Installing PLP in 9 easy steps.


Make sure you have Perl 5.6 or newer, and that you have an 1.3 version of Apache (tested with 1.3.12 and 1.3.24).
Deciding on mod_perl versus CGI

All default Apache installations allow for CGI to be used. However, CGI is very inefficient because a new process has to be started for every script execution. With mod_perl, you have a resident Perl interpreter built into Apache, which allows for speeds up to six times as fast as with CGI.
mod_perl is not hard to install, as you can read in Stas Bekman's quick start guide "mod_perl in 30 minutes". As always, Debian users are lucky people: packages are available (read these instructions).

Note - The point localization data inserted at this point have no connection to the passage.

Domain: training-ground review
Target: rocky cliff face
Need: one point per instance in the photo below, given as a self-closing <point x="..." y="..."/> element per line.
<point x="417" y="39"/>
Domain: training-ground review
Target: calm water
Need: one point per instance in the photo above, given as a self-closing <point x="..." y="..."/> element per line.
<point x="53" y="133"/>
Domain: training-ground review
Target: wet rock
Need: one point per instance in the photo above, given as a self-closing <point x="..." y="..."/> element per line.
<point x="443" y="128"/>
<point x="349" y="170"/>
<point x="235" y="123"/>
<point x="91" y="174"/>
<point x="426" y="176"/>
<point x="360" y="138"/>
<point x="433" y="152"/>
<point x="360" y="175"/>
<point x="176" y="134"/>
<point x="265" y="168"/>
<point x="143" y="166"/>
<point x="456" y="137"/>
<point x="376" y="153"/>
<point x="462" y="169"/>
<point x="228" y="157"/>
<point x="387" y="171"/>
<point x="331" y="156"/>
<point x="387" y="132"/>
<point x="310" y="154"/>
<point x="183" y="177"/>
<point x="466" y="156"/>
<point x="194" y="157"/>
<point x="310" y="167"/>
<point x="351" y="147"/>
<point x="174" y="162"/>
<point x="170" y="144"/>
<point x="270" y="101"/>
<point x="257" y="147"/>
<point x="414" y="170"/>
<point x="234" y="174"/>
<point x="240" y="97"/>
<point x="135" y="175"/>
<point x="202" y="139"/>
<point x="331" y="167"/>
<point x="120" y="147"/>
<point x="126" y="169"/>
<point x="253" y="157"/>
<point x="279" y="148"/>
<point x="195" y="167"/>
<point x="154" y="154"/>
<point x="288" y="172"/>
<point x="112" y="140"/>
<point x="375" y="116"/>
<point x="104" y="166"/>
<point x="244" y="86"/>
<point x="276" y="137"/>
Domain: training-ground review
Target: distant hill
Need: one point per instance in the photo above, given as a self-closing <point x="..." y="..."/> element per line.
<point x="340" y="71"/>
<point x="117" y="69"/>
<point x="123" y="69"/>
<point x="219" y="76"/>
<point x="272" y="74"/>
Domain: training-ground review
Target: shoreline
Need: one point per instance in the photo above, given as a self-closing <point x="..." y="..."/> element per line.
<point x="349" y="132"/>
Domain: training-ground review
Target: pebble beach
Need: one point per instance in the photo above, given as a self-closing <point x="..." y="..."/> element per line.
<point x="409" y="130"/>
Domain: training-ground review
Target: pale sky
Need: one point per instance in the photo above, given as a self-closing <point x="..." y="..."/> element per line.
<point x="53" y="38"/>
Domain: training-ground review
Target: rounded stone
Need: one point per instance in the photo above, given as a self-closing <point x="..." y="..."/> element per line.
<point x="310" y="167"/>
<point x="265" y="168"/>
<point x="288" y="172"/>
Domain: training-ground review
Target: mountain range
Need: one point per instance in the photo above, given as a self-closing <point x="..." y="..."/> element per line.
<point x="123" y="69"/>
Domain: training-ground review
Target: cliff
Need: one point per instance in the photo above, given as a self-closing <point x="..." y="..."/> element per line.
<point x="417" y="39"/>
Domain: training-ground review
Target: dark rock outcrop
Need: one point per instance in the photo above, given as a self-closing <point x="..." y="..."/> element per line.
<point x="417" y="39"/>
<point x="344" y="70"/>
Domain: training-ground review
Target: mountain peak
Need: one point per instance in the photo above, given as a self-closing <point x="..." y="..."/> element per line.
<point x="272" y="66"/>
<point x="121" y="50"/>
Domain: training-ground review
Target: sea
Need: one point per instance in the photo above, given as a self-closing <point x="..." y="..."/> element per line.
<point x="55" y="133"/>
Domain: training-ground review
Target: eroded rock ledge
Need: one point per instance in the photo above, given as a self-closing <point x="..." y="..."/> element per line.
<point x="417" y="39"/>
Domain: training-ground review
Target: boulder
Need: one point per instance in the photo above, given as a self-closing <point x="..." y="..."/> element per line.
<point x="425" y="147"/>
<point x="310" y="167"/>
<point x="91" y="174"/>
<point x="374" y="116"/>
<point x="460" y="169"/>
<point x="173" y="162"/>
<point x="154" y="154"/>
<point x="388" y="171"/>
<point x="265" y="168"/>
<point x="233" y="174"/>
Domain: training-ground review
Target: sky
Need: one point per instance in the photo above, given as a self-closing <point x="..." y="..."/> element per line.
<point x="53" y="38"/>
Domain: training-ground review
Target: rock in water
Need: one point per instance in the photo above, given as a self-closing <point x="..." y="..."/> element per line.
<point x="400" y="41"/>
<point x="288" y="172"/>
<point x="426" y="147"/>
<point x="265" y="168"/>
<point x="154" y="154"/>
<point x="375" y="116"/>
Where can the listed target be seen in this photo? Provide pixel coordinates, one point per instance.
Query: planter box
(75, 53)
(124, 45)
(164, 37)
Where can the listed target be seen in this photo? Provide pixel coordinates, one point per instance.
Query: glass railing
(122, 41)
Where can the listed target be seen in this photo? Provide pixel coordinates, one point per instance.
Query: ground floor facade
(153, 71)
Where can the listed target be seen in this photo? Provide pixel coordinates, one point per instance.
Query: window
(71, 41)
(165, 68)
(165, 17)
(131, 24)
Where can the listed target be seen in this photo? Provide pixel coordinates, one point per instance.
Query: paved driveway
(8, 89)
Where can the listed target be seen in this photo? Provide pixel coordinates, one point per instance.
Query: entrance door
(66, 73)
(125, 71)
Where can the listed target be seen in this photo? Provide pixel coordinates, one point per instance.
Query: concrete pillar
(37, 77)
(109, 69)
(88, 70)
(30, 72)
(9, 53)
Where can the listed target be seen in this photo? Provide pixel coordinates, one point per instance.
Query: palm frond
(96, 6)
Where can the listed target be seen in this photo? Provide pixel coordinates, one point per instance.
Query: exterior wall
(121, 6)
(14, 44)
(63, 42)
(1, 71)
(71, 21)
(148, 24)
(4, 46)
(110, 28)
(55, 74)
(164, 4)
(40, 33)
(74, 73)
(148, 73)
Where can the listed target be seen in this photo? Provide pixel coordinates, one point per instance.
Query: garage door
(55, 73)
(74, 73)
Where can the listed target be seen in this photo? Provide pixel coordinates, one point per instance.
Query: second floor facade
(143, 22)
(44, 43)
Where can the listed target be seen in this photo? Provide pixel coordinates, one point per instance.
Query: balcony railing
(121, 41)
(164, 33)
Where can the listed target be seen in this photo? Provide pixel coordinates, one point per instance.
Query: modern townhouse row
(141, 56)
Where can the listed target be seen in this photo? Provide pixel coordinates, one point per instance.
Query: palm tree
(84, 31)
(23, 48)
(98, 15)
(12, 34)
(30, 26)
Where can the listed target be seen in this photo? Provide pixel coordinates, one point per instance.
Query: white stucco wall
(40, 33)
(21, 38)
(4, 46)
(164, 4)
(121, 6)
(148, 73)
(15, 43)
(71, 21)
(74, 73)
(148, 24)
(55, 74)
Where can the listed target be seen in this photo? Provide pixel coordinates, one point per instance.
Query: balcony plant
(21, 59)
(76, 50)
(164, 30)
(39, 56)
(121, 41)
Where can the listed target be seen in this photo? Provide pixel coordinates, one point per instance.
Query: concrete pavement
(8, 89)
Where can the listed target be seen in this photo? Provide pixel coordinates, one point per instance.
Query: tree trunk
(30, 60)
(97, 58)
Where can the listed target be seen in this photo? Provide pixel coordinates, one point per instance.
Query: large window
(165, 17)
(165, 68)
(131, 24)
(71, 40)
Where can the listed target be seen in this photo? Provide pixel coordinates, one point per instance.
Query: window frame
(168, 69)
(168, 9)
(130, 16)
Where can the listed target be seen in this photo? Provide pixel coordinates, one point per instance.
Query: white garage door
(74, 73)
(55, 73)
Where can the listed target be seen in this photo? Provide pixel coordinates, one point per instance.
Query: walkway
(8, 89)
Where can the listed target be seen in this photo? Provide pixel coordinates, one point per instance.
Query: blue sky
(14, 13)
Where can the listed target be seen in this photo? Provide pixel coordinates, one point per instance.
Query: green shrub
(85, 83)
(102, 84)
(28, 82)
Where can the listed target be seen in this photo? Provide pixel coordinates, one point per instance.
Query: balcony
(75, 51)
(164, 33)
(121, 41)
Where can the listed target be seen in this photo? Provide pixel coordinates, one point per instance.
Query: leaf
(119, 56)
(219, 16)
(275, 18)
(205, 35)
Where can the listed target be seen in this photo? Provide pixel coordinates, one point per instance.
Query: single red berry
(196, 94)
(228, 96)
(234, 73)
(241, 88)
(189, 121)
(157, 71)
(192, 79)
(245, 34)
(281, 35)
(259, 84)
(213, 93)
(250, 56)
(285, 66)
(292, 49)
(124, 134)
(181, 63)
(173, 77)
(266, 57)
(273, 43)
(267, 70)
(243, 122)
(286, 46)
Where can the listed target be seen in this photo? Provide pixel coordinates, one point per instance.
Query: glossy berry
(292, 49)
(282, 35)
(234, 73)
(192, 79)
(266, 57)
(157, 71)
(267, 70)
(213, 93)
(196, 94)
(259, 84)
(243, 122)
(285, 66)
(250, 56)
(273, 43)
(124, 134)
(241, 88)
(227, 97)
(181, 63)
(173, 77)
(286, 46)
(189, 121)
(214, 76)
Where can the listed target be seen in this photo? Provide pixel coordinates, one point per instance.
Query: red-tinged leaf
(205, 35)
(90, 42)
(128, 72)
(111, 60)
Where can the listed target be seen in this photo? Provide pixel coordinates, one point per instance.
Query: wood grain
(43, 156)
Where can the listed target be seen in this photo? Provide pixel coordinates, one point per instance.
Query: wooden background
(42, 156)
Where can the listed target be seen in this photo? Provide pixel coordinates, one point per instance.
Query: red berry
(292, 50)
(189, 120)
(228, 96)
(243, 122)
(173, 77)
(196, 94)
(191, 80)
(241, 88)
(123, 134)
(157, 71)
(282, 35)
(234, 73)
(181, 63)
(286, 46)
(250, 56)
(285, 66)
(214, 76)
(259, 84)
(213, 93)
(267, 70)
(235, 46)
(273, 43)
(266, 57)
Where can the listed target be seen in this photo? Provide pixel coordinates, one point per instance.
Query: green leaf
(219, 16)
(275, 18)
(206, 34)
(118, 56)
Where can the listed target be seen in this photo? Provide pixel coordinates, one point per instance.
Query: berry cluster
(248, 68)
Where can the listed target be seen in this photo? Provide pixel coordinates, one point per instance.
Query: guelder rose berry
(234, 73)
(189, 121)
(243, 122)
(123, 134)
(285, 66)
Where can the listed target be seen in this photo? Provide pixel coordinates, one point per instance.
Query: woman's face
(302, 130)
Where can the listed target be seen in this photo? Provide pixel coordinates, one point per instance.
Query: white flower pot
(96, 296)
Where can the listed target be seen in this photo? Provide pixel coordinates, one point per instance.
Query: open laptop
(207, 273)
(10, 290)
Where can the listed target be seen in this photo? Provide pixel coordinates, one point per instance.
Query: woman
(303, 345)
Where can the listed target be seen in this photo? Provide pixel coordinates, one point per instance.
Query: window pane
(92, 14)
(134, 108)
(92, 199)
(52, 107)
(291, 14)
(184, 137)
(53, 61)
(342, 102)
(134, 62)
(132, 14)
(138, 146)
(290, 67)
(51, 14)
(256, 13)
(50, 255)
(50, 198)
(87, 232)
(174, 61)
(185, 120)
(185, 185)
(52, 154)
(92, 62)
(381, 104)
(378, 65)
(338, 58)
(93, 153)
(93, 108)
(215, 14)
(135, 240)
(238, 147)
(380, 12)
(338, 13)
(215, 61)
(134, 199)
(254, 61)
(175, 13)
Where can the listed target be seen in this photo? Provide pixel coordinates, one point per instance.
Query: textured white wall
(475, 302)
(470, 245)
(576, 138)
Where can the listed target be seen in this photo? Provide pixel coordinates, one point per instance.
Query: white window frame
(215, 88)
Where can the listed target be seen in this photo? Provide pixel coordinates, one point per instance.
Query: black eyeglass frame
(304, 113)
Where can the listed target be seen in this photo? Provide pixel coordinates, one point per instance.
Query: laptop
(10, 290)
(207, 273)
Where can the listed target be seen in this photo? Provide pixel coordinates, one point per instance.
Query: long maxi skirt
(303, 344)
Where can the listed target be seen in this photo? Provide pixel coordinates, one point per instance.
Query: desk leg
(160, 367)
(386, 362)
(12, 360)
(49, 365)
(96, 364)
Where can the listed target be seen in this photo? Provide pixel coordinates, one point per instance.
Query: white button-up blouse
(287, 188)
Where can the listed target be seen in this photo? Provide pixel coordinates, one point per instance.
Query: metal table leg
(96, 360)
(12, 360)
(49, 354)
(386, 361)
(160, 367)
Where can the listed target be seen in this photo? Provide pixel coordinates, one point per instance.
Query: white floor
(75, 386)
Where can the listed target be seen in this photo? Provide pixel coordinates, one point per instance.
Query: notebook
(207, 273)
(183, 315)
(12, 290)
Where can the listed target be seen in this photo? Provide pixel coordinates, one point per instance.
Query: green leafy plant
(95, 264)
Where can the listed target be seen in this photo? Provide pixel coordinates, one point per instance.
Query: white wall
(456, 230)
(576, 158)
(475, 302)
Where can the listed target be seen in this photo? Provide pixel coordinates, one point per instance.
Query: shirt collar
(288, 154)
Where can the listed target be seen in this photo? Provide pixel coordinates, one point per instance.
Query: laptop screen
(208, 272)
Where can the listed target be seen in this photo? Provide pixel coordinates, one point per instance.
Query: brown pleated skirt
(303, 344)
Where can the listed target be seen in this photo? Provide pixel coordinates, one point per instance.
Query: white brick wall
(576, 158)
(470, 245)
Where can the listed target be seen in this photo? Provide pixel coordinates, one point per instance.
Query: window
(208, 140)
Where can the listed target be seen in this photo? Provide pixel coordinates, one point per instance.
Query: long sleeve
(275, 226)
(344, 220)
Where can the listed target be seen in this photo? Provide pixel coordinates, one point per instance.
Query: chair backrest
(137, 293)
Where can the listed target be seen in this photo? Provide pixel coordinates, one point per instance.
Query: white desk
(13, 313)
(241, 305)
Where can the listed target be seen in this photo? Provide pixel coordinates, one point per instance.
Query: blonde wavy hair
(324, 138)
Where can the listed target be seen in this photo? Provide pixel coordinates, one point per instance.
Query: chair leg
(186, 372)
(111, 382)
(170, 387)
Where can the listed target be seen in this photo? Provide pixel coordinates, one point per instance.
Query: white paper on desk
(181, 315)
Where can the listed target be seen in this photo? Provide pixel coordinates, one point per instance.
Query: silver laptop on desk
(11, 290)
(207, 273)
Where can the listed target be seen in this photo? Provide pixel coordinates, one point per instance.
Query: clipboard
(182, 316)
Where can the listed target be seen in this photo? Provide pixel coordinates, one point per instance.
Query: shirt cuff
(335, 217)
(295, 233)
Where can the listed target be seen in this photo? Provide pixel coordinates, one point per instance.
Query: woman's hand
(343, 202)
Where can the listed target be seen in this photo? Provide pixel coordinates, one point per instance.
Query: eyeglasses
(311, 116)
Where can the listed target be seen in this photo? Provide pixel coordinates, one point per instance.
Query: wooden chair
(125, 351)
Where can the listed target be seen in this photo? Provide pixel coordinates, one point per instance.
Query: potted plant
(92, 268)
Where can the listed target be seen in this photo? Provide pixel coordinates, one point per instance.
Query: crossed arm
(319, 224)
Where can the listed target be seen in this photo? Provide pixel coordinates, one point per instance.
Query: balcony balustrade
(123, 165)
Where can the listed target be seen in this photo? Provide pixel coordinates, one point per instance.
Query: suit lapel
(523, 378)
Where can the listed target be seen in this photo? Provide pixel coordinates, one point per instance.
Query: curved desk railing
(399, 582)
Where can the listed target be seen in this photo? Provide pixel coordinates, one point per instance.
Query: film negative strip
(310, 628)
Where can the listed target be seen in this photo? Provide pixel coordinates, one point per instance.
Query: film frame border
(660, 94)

Downloading and installing the PLP modules

Get the distribution from the files directory of this site, and follow the usual installation procedures:
tar -zvxf PLP-versionnumber.tar.gz
cd PLP-versionnumber
perl Makefile.PL
make install
Once again, Debian users are blessed with a package, which is also downloadable from the files directory.
dpkg -i libplp-perl_versionnumber-1_all.deb
PLP with mod_perl

Installation with mod_perl is easy, just put these lines in your httpd.conf:
<Files *.plp>
  SetHandler perl-script
  PerlHandler PLP
  PerlSendHeader On
  PerlSetVar PLPcache On
And restart Apache.
PLP with CGI

First, create a directory for PLP. I'll use /foo/bar in examples, but something like /usr/local/lib/plp might be handier. In that directory, we put plp.cgi that is in the distribution (if you didn't use the tar.gz, you can find the script using "man PLP". Don't be alarmed, it's only three lines), and we make it executable.
mkdir -p /foo/bar
cd /foo/bar
cp ~/PLP-versionnumber/plp.cgi .
chmod 755 plp.cgi
Then, we add a bunch of configuration to httpd.conf:
ScriptAlias /foo/bar/ /PLP_COMMON/
<Directory /foo/bar/>
  AllowOverride None
  Options +ExecCGI
  Order allow,deny
  Allow from all
AddHandler plp-document plp
Action plp-document /PLP_COMMON/plp.cgi
Restart Apache to make it use the new settings.
Testing the PLP installation

We test by creating a simple test.plp file in our website directory.
<: print "It works!<BR>" for 1..10 :>
If that prints "It works!" ten times, you're set to go. If not, examing your error log for details (search for error_log or error.log if you don't know where to find it).